So... I have some news! Bang on time, a certain madame period showed up today - exactly when the nurses said she would, and exactly when God told me she would (oh me of little faith - how I doubt my body!!).
This means... We.are.starting.IVF.tomorrow. TOMORROW.
TOMORROW
(did I ever mention I have waited five and a half years for this moment?)
Each time my period has arrived this cycle - this is my third 'IVF period' - I have thought I am the happiest I could be to see it show up.
I.was.wrong.
Today I was definitely, 100%, the very happiest and most content I could possibly be to see it show up! Not only does it mean we can start, but... God.does.what.He.says. Last night He told me...today. And here it is. Today.
I still have no idea whether IVF is going to produce a baby for us. God has not revealed this. I would love Him too, but every time I even think of it, all I hear is that He is not showing me because He wants me to grow in faith and dependence upon Him.
Which makes perfect sense.
Eeek.
Dependence.
Something I'm not great at; haven't got much practise at.
Since I became a Christian, life has been... comfortable. It has steadfastly and steadily moved from the place I was - bad - to the place where suddenly I don't look *that* different to other Christians, and my sexual sin isn't weighing on my mind every time I'm in church. To the place where the things needing attention in my daily life are things that seem... smaller.more manageable.more appropriate.more - dare I say it - holy.
And that's where the problem came.
The things needing attention in my daily life are never smaller.never more manageable.never more appropriate.definitely never holy.
That I learned this year.
I started the year feeling...good with God.smug.content. I had another companion, as this had morphed into the killer of all faith - the five year plan.
God loves me. He had clearly demonstrated that by giving me a lovely husband; allowing me to achieve the marks I'd dreamed of at university; giving us a lovely church and small group to settle in... And so on. Clearly, I was in God's favour. He loves to bless me. And He was going to continue to bless me. Everything was going to happen just as I wanted it. I would fall pregnant from IVF. We would move house. I would graduate from my degree. We would have baby. I would stay at home and raise baby as super-mama.
Guess what? ALL that stuff was about ME. My faith had stopped being about what God wanted for me and had become about what I *deserve*.
If I deserve a husband, then I deserve to finish the degree I dropped out of. If I deserve a husband, I deserve to have the fact that I very likely can't have children rectified.
God did a miracle to provide us with even an opportunity for having a child. 50% is loads better than our odds naturally. This wasn't good enough. It had to fit into my box. We.were.blessed. I.would.fall.pregnant.
Then... Something happened. Fear came in. And fear exposed how me-centred my life had become. Somewhere along the line the severity of my PCOS, and the fact that 50% of couples come out of IVF treatment without a child, sunk in... And I remembered... Life is pretty darn awful without God, and I need Him - when times are good, and when times are tough. Always.
If I seem to write a lot about not having children lately, and it seems pessimistic (which it is, as it's very unlikely that IVF wouldn't work and we then wouldn't be able to adopt), it's because of this: not having children did not feature in my life plan. Clearly, I was so favoured by God that this was not a possibility.
So a few weeks ago I took this fear to Him and faced it head on.
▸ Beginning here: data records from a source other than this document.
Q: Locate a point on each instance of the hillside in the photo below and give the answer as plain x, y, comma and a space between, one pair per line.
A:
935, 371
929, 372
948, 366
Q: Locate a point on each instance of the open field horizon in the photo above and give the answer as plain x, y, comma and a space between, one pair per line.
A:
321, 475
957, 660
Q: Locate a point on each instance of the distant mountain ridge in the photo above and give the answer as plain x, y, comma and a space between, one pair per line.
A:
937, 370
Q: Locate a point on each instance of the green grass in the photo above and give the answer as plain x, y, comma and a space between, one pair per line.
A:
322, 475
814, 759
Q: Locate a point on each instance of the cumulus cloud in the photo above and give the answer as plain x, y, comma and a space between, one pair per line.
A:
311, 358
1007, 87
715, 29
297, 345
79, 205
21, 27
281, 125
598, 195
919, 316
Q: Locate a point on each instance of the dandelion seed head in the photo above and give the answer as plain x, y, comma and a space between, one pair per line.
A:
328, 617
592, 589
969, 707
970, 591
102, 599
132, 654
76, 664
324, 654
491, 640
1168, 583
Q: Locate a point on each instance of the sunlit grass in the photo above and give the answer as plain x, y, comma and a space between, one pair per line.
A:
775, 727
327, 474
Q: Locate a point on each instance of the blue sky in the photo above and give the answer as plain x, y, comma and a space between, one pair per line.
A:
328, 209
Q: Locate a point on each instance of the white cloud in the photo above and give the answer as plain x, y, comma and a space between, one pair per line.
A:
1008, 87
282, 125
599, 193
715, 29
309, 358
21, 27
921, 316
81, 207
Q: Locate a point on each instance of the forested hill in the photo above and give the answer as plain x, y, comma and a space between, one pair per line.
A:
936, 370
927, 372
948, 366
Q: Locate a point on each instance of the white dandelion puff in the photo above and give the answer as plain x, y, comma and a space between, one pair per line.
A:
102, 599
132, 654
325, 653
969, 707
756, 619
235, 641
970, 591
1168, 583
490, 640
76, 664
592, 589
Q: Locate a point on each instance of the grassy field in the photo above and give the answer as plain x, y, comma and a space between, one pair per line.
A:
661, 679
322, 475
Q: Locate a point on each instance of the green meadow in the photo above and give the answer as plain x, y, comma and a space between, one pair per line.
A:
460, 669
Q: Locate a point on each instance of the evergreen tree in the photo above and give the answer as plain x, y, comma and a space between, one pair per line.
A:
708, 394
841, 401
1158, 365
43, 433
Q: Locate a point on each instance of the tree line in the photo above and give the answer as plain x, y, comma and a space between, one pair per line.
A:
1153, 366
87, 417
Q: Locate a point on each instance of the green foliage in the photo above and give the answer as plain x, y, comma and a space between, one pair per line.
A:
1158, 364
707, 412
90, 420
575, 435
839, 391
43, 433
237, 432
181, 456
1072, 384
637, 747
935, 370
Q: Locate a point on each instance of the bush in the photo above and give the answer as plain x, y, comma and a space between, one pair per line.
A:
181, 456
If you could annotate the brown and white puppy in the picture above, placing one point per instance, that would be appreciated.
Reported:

I wrote this post, about what hope now looked like. Stuff happened, and I wrote this post about how Jesus moves all kinds of mountains, not just the ones we want Him to.
I write about not having children at the moment because actually... if God wants to do that with my life, I'd rather be there, than have the children and be without Him. God's goodness does not depend on me becoming a mother. My happiness does not depend on me becoming a mother. Somehow, along the way, I'd got God mixed up with a baby.